Ten UI Students Raise Money for Wounded SEALs
The U.S. Navy SEALs are selected through a physical and mental military-training process. Once they are done, their job puts them in potentially dangerous situations, sometimes leaving them wounded. Ten University of Iowa students are working to raise money in order to provide wounded SEALs with tailored clothing for special occasions.
The initiative—Suits 4 SEALS—splits members of the group into three teams: promotion and publicity, community outreach, and web. The project is aiming to raise $10,000 that will be used mainly for tailors, clothes, and the plane tickets that will take the SEALs to Chicago to get their sizes measured.
These 10 students are part of a bigger fundraising initiative.

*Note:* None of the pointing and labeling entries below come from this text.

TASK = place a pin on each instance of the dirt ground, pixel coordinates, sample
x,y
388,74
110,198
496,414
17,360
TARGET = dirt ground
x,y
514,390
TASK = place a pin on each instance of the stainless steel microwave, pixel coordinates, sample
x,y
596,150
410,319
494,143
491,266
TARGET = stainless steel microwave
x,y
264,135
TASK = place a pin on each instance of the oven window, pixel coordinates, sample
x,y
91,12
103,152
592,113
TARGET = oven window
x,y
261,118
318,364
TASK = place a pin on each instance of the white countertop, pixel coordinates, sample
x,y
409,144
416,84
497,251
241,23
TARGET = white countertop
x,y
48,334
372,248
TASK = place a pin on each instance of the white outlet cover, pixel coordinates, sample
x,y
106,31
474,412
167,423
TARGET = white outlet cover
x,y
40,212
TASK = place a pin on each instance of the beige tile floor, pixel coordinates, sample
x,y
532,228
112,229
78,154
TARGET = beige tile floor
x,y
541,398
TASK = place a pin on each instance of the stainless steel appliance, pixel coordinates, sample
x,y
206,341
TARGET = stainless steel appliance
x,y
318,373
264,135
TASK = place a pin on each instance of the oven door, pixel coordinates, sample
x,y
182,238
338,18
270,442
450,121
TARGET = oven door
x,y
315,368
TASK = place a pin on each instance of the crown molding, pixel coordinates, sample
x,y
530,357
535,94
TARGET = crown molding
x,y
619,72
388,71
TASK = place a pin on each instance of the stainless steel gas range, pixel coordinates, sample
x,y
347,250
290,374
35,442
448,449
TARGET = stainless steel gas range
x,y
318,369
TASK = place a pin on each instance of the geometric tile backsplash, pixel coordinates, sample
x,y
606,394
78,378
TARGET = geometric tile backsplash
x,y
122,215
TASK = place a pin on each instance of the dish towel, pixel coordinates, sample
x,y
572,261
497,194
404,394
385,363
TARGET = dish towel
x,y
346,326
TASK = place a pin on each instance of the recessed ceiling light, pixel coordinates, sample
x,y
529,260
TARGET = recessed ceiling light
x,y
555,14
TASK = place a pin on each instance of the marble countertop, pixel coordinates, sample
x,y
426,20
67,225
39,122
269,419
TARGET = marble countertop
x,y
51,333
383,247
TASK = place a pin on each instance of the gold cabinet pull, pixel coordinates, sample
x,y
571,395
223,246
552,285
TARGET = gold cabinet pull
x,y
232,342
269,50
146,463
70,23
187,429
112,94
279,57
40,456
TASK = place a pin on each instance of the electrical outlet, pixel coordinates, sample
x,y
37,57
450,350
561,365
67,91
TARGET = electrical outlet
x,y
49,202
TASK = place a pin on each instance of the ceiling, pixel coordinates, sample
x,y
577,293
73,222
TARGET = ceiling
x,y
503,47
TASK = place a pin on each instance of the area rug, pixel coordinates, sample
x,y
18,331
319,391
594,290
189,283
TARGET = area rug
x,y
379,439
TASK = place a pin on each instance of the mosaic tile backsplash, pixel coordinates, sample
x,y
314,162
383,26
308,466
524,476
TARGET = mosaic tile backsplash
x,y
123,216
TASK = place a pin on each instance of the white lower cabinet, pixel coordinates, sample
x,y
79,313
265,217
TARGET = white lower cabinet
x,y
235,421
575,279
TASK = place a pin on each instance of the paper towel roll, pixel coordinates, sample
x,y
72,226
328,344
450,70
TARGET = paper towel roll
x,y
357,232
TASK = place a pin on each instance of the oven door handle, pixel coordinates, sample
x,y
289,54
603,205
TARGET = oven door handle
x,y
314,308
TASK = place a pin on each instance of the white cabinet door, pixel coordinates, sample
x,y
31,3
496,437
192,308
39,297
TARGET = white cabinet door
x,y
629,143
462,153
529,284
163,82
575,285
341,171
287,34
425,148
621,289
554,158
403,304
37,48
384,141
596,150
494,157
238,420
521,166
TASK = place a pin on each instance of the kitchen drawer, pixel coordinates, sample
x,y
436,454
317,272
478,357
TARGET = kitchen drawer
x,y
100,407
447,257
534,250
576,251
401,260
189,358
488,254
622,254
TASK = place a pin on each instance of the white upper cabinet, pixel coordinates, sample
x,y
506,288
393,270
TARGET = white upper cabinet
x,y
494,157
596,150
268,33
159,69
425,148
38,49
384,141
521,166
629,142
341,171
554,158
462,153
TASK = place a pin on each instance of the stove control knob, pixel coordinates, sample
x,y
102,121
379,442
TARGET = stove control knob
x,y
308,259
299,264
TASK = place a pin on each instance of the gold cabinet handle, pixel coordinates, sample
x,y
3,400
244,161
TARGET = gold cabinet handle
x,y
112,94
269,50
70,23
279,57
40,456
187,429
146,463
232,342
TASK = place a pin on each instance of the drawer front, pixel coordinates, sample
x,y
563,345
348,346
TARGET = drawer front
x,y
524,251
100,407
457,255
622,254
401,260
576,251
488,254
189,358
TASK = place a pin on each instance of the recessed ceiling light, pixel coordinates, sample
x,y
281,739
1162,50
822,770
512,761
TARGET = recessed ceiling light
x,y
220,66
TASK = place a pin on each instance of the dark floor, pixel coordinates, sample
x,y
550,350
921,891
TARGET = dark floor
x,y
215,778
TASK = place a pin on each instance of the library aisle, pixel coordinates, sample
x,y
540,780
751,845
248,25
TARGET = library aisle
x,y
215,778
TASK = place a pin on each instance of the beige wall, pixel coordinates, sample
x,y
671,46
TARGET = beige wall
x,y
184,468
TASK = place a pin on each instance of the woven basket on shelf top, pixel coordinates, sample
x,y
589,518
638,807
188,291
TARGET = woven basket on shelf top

Led by Joseph Sulentic, a lecturer in the UI Tippie College of Business and instructor for the Social Entrepreneurship course, 63 students are participating in various other projects, such as raising money for the Cedar Rapids Boys and Girls Club.
"When you do a real project, you run into roadblocks," Sulentic said. "It's important to learn that you maneuver around roadblocks, and come up with a solution, and become critical thinkers."
One roadblock came with promotion. Juliana Fabiano, a former Daily Iowan employee, took responsibility for the video posted on GoFundMe.
"We tried to get Navy SEALS to talk to us so they could be interviewed on tape, but Navy SEALS are really secure on their identities," she said.
This is not the first time the course raised money through the students' projects. In 2002, the students were able to raise $25,000 in donations to send to the New York City Fire Department, and in the last three years, they've raised $10,000 in donations, which were sent to UI Children's Hospital.
The effort to provide clothing for the SEALs was inspired by a visit by a retired Navy SEAL earlier this semester.
The SEAL was invited as a guest lecturer, and he shared his stories from his time in Afghanistan. He also introduced a company called Wounded Wear, which was initiated by his injured compatriot.
"[The retired SEAL] gave us a moving speech, and we all just kind of sat there and were all inspired by his bravery," said Samantha Saltess, a senior at the UI, who works on the promotion and publicity team. "He was telling us how he got shot on his leg and how his team came to save him. [Our team] thought, 'How can we give back to these people who gave so much to us?'"
Ultimately, the goal for the project is to host a tailoring event on Aug. 17.
Sulentic is enthusiastic about the Suits 4 SEALS project.
"The SEALs have done so much to help the country," he said. "We just wanted to have a token of our appreciation to help their lives and try to make it better."